Netting the Spammers

Until mid-2001, I had a set of Outlook Rules Wizard rules for identifying junk mail; these rules were about 95 percent accurate. One of the key rules quarantined items that weren't sent directly to my address or to a list that I had knowingly subscribed to. But then senders of unsolicited commercial email (UCE)—or "spam"—switched tactics and starting addressing messages individually, rather than sending bulk mail with the addresses in the Bcc field. I gained back a little ground with Outlook 2002's support for a "whitelisting" filter that separates out messages from addresses in your Contacts folders (for more information about this feature, see "Outwitting Spammers," http://www.exchangeadmin.com , InstantDoc ID 21738). But I was beginning to feel that screening out junk mail with Outlook tools alone was a losing battle.

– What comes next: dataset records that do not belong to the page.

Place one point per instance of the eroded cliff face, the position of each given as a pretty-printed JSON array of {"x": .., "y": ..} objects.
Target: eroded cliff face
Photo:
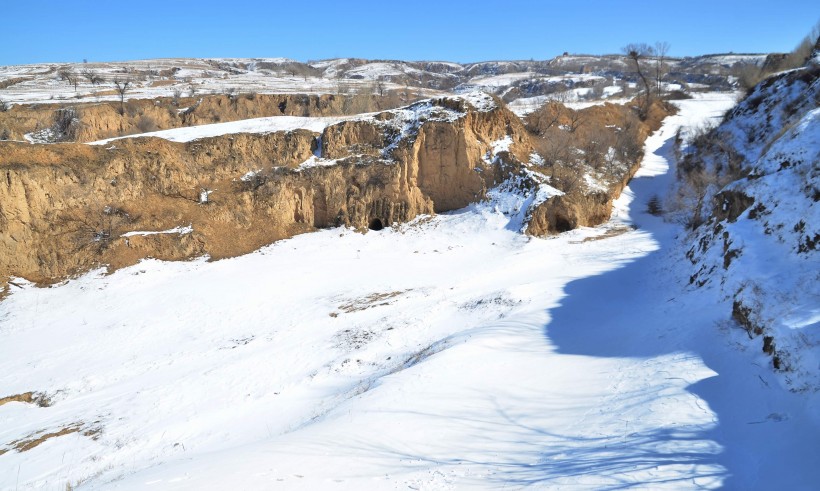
[
  {"x": 583, "y": 207},
  {"x": 99, "y": 121},
  {"x": 67, "y": 208}
]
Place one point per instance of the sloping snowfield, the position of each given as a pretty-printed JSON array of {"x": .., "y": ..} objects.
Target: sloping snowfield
[{"x": 448, "y": 353}]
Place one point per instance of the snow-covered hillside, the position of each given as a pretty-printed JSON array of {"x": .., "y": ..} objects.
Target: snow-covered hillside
[
  {"x": 447, "y": 353},
  {"x": 760, "y": 248},
  {"x": 64, "y": 83}
]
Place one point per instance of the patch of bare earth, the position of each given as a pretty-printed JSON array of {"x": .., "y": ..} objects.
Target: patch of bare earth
[
  {"x": 608, "y": 234},
  {"x": 369, "y": 301},
  {"x": 37, "y": 438}
]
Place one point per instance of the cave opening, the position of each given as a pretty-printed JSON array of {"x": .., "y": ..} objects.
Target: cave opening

I'm now beta testing SpamNet, an add-in and service for Outlook 2002 and Outlook 2000 that takes a different approach to filtering spam. The SpamNet service uses a network of thousands of users to build a vast database of known spam messages. The add-in running in Outlook receives updates from the network and quarantines suspected spam into a Spam folder. SpamNet is from Cloudmark, whose principals include Napster cofounder Jordan Ritter.

Here's how SpamNet works: As you receive messages in Outlook, SpamNet works in the background, comparing the new mail in your Inbox against a list of known spam messages that other SpamNet users have already reported. If SpamNet finds a match, it moves the suspected spam from the Inbox to the Spam folder. If SpamNet misses a piece of junk mail, you can use a new Block button on the toolbar to move the item to the Spam folder and, at the same time, report it to SpamNet. Similarly, an Unblock button lets you mark items that were misidentified as junk mail. You can also run SpamNet on demand against any Outlook mail folder.

SpamNet weights spam reports from its users by various factors, such as the amount of spam the user has received and reported and the accuracy of the user's previous reports. SpamNet also lets you whitelist a sender's email address so that the add-in never marks that sender's messages as spam on your machine.

The SpamNet public beta has been under way only since late June, but in its first 14 days, the database collected 4GB of spam. Cloudmark's Tricia Fahey says that when SpamNet was released, it was already capable of catching 75 percent of spam by using information gleaned over the past year by Razor, an open-source, UNIX-based, distributed spam-detection tool for ISPs developed by Cloudmark cofounder Vipul Ved Prakash. Fahey says the company estimates that SpamNet is now catching better than 90 percent of spam sent to its Outlook testers and that some SpamNet users are reporting as much as 98 percent effectiveness.

The service has at least a couple of potential hitches. The first is that because SpamNet is a distributed service like Napster, it works only when you're online. The program will have to work fast to do its analysis before a dial-up user hangs up after downloading messages.

The second is privacy concerns. Obviously, SpamNet must read a mail message to identify whether it matches anything in the spam database. SpamNet uses a unique "signature" generated from the message to test for matches, and Cloudmark says this method protects users' privacy. The SpamNet database stores both messages that SpamNet users report and message signatures, but end users don't have access to the messages. Their copy of SpamNet accesses just the signatures in the database. I'm also concerned about SpamNet's interaction with Rules Wizard rules that also operate on incoming messages, but so far, Rules Wizard and SpamNet haven't collided on my machine.

Reporting spam to other Outlook users, even through a third party's database, sure seems a lot more effective than trying to report spammers to their ISPs. Cloudmark plans to offer a feature-enhanced service to consumers for a fee and provide a spam-detection service to ISPs and corporations, but Fahey says the current product will remain free. It will be interesting to see whether the enterprise product will include an Exchange 2000 Server interface.